Profile and benchmark#

rustmatrix is mostly-Rust under the hood but called from Python. The speedup vs pytmatrix (~6× orientation averaging, ~10× PSD tabulation, ~430× orient_averaged_adaptive) depends on which call you make. This page tells you where the Rust kernels apply, where you’re paying Python tax, and how to measure.

Where Rust runs#

Operation

Rust?

Scatterer(...) construction

Python (cheap)

scatterer.set_geometry(...)

Python dispatch + Rust rotation

scatter.amplitude_matrix, single geometry

Rust T-matrix build + rotation

orientation.orient_averaged_fixed

Rust, GIL released, parallel

orientation.orient_averaged_adaptive

Rust, GIL released, parallel — this is where you see 100× speedups

psd.PSDIntegrator.init_scatter_table

Rust, parallel across diameters

PSD integration against the cached table

NumPy on the Python side (cheap)

radar.refl, Zdr, Kdp, …

NumPy / Python (cheap; inputs are the pre-integrated bulks)

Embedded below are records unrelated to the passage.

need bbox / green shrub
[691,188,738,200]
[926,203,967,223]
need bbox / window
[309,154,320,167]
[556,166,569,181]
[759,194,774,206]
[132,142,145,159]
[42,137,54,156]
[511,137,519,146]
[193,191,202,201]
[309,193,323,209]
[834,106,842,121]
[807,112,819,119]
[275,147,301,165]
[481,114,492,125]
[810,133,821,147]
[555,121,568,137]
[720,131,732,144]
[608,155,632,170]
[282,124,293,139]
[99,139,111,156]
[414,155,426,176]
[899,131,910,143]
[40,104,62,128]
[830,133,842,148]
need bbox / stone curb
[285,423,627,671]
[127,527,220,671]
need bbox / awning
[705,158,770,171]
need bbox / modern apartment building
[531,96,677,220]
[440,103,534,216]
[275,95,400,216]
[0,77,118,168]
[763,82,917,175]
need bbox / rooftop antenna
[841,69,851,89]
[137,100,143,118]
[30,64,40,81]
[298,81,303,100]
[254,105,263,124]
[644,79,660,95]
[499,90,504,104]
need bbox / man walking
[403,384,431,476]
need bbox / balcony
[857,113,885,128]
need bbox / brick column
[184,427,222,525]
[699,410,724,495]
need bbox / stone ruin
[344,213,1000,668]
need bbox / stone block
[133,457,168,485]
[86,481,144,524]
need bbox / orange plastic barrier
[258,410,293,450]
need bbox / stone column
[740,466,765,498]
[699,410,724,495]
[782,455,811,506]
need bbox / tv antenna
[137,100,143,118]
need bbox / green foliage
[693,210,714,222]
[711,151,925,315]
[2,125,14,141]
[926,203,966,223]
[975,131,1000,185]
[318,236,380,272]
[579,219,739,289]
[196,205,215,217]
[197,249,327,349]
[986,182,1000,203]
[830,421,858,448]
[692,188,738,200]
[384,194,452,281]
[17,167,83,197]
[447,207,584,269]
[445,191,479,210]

spectra.SpectralIntegrator.compute

Python loop over velocity bins + NumPy; the T-matrix work is already done

Rule of thumb: anything that evaluates the T-matrix at many diameters × orientations lives in Rust and parallelises across cores. Everything downstream (polarimetric algebra, PSD weighting, spectral assembly) is NumPy-speed.

Quick benchmarks#

The benches/ directory ships a pytmatrix head-to-head:

uv pip install pytmatrix
python benches/bench_vs_pytmatrix.py

That script runs each of the hot operations against the same problem on both backends and prints wall-time ratios. Don’t benchmark on a cold import — the first T-matrix call pays a one-time JIT-like cost for the pyo3 bindings.

Profiling your own code#

The usual Python profilers work, but they can’t descend into the Rust side. What they can do is tell you whether you’re spending time in the Rust kernel or in your own glue:

python -m cProfile -s cumulative my_script.py | head -30

If the hot function is rustmatrix._core.calctmat or init_scatter_table, you’re in Rust — any further speedup needs fewer calls, not faster ones. If the hot function is somewhere in spectra.py or in your own code, you have Python-side work to cut.

Common speed traps#

  • Rebuilding the scatter table per PSD. init_scatter_table is expensive; s.psd = new_psd; integrate is nearly free. Build the table once per (shape, refractive-index, wavelength) tuple and swap PSDs against it.

  • Calling set_geometry on every drop. Geometry switches are cheap (no T-matrix re-compute) but still Python-side; call once per back / forward sweep, not in an inner loop.

  • num_points too large. 64 quadrature diameters is almost always enough; 256 rarely changes the answer past the third digit and quadruples the Rust cost.

  • Single-geometry calls in a loop instead of one vectorised PSD integration. If you’re iterating over raindrop diameters in Python and calling Scatterer per drop, stop — build a PSDIntegrator and let the Rust kernel batch.

When to reach for cargo bench#

The Rust crate has its own microbenchmarks (cargo bench). You want them when:

  • you’re modifying the Rust kernels themselves;

  • you want to isolate Rust-only cost from Python overhead;

  • you care about per-diameter T-matrix timings, not end-to-end polarimetrics.

For application-level work (“does my spectrum run fast enough?”), the Python benchmarks in benches/ are the right altitude.